Diffusers have some support for converting SGM/Automatic/Kohya format loras to diffusers format. This lora seemed to be a slightly different format which I handled with a few string replacements.

Specifically:

        k = k.replace("diffusion_model", "lora_unet")
        k = k.replace(".", "_")
        k = k.replace("_weight::lora::0", ".lora_up.weight")
        k = k.replace("_weight::lora::1", ".lora_down.weight")
pin-lpt-heatherwick commented 3 months ago

@lachlan-nicholson I don't think it's going to work. For example, despite having similar naming conventions, the first middle block layer has the name and shape of: diffusion_model.middle_block.1.transformer_blocks.0.attn1.to_k.weight::lora::0 torch.Size([1280, 256])

and the expected name and size of: unet.mid_block.attentions.0.transformer_blocks.0.attn1.processor.to_k_lora.down.weight torch.Size([4, 1280])

am I mistaken or is there some way to convert them?

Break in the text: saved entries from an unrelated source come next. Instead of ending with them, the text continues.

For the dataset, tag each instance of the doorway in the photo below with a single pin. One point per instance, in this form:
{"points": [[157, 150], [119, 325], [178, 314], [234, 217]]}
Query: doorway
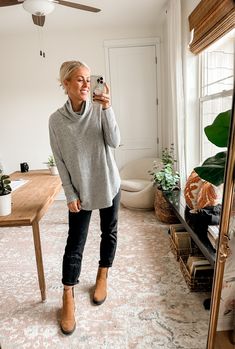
{"points": [[132, 68]]}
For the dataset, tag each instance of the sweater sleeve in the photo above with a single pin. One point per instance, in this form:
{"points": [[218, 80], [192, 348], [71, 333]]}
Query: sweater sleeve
{"points": [[110, 128], [69, 190]]}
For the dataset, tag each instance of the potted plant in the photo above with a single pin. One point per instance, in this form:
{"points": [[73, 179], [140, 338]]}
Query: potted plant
{"points": [[212, 169], [5, 194], [52, 165], [165, 178]]}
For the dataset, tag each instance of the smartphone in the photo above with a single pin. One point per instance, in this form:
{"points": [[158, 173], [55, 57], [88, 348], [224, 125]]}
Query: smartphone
{"points": [[97, 85]]}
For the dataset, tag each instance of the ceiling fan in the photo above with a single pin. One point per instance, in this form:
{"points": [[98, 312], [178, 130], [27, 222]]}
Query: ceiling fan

lachlan-nicholson commented 3 months ago

@pin-lpt-heatherwick I can confirm it does work.

Those shapes you shared are okay - the first is an up weight and the second is a down weight, so there shapes are transposed. Lora-down-weights have shape [rank, dim] in this case [r, 1280]. As long as the up and down weights have the same rank, there shouldn't be any concerns.

LiuShiyu95 commented 3 months ago

@lachlan-nicholson Hello, sorry to bother you. May I ask if you know what the preprocessing of the input and output data in the TransparentVAEDecoder looks like, and whether the range of latents and images is -1 to 1 or 0-1 or something like that. I am not good at using WebUI

Victor-lol commented 3 months ago

@arpitsahni04 Specifically for the core LoRA model (not the others which change layer sizes):

Diffusers have some support for converting SGM/Automatic/Kohya format loras to diffusers format. This lora seemed to be a slightly different format which I handled with a few string replacements.

Specifically:

        k = k.replace("diffusion_model", "lora_unet")
        k = k.replace(".", "_")
        k = k.replace("_weight::lora::0", ".lora_up.weight")
        k = k.replace("_weight::lora::1", ".lora_down.weight")

Do you mind sharing your code? I just wonder how you solve this issue. Thanks!

nighting0le01 commented 3 months ago

@arpitsahni04 Specifically for the core LoRA model (not the others which change layer sizes):

Diffusers have some support for converting SGM/Automatic/Kohya format loras to diffusers format. This lora seemed to be a slightly different format which I handled with a few string replacements.

Specifically:

        k = k.replace("diffusion_model", "lora_unet")
        k = k.replace(".", "_")
        k = k.replace("_weight::lora::0", ".lora_up.weight")
        k = k.replace("_weight::lora::1", ".lora_down.weight")

Hey @lachlan-nicholson did you try applying the lora weights on the SD1.5 variant as well(layer_sd15_transparent_attn.safetensors)?